There is going to be a huge amount of privately issued money that no one controls. But stablecoins are pegged to real, state-issued money – usually that is the dollar, but sometimes baskets of currencies, or, commodities, or crypto assets. [Obviously, the digital pound would be pegged to sterling.]

Stablecoins can be extremely good. They're relatively cheap to create, and they can be the next generation of money. eMoney has challenged the legacy system, and that has been crucially important to let all the fintechs emerge. In turn, this has created competition and better opportunities for the consumer. So, eMoney is becoming digital money, and that money will eventually become stablecoin money – or sMoney. 

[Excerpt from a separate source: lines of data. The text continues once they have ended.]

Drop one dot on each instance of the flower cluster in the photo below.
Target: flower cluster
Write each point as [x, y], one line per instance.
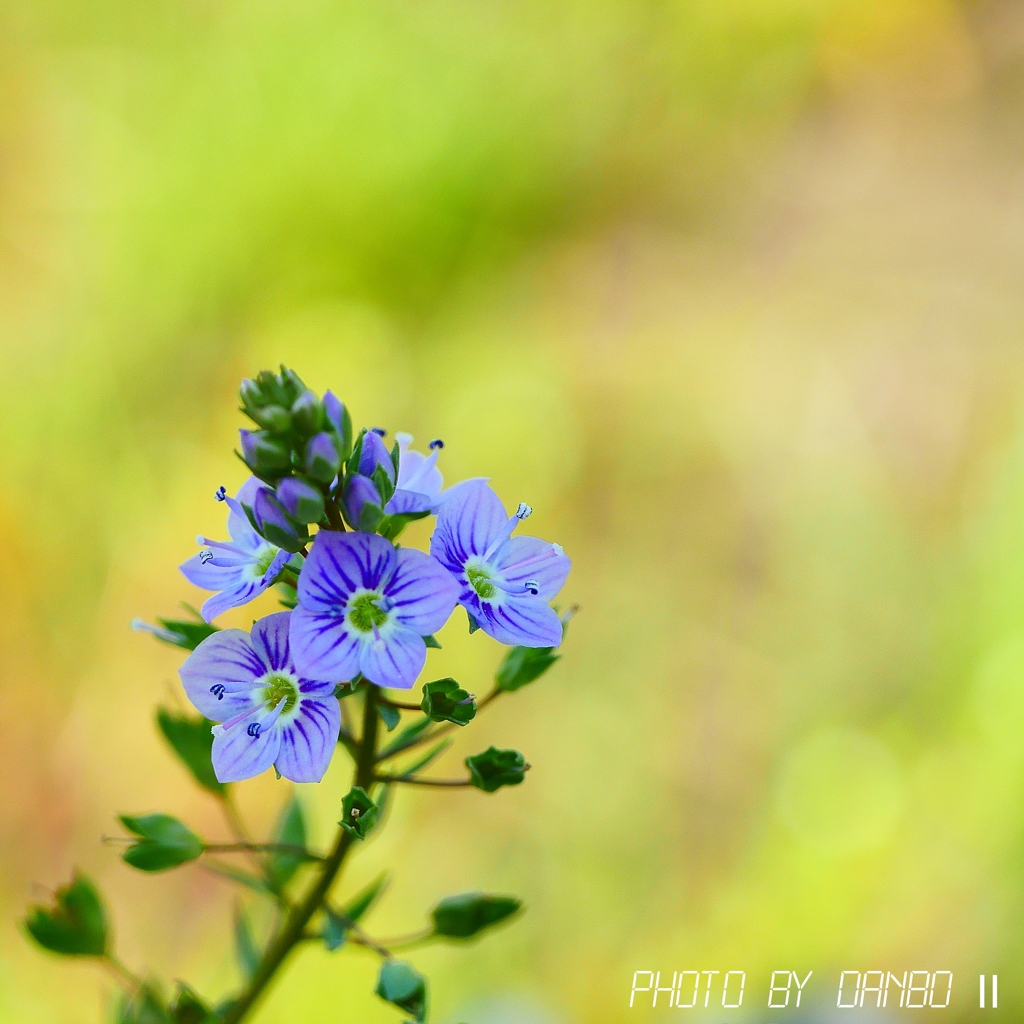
[363, 608]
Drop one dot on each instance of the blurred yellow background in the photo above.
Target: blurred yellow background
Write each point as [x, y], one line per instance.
[728, 290]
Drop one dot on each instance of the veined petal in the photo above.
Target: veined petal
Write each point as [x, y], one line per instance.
[238, 756]
[307, 741]
[393, 662]
[528, 559]
[524, 622]
[467, 524]
[423, 592]
[322, 645]
[226, 659]
[269, 639]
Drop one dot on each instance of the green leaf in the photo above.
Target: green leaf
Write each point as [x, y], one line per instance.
[389, 716]
[468, 913]
[187, 1008]
[400, 984]
[523, 665]
[192, 739]
[358, 812]
[165, 842]
[404, 738]
[76, 925]
[291, 830]
[245, 945]
[494, 768]
[445, 700]
[427, 759]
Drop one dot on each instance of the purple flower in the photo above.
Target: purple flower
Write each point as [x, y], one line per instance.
[241, 569]
[506, 582]
[365, 607]
[269, 714]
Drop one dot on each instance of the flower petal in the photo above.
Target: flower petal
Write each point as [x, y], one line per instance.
[523, 622]
[269, 638]
[530, 558]
[307, 741]
[393, 660]
[341, 563]
[238, 756]
[423, 591]
[225, 658]
[467, 524]
[322, 645]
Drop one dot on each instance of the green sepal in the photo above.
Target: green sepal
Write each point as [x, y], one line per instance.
[245, 945]
[401, 740]
[76, 925]
[494, 768]
[359, 823]
[445, 700]
[400, 984]
[523, 665]
[383, 482]
[467, 914]
[187, 1008]
[389, 716]
[192, 739]
[291, 830]
[164, 842]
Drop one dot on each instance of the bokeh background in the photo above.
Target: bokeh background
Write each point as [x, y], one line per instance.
[730, 291]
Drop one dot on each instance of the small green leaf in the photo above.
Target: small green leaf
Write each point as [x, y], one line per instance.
[494, 768]
[245, 945]
[165, 842]
[358, 812]
[400, 984]
[523, 665]
[76, 925]
[389, 716]
[444, 700]
[292, 832]
[193, 740]
[468, 913]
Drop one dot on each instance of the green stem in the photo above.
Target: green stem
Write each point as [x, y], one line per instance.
[295, 925]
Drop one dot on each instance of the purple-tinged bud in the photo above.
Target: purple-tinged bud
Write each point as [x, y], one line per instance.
[375, 454]
[273, 523]
[264, 455]
[323, 458]
[307, 414]
[301, 501]
[359, 492]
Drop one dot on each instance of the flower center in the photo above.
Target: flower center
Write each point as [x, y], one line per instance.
[365, 611]
[479, 580]
[279, 686]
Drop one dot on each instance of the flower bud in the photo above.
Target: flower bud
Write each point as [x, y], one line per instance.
[359, 491]
[307, 414]
[272, 521]
[323, 459]
[264, 455]
[301, 501]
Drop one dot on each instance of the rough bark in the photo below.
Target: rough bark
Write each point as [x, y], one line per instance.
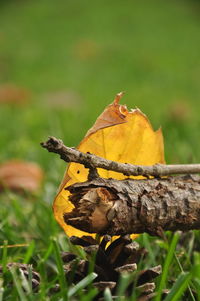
[108, 206]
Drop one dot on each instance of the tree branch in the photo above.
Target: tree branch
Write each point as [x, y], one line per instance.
[108, 206]
[92, 162]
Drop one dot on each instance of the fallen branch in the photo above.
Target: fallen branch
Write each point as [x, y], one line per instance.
[108, 206]
[92, 161]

It is in the interest of the banks. Having been sceptical about this, they are now starting to realize the huge opportunities they have. A bank could make its own stablecoin, for example, and it could create new products out of it.

He adds:

The necessity of creating stablecoins in the first place was to retain the profits of cryptocurrencies’ volatility. If you buy Bitcoin or Ether or whatever, if you buy low and you sell when the market is high, then how do you trap your gain? You convert it into stablecoins.

But when it comes to CBDCs specifically, there is also the geopolitical dimension, he says:

China has been one of the very first countries, the big jurisdictions, to test their own solution to this [the digital yuan]. But that solution is not suitable for Western democracies, because of the problem of traceability and how data is used and collected. 

I'm sure the Bank of England has repeated that they will not collect personal data in the design of the digital pound.

They have, as our report last week explained. Tordera concludes:

What we want is to have something in place that respects the values of our society and technology.

My take

The digital pound seems to fall into the category of inevitable, pragmatic, and logical, yet somehow not critical. But will it really lower transaction costs? That is another matter entirely. 

Are banks really going to slash customers’ costs – or simply use the digital pound to lower their own costs and rack up their profits? Some questions just answer themselves.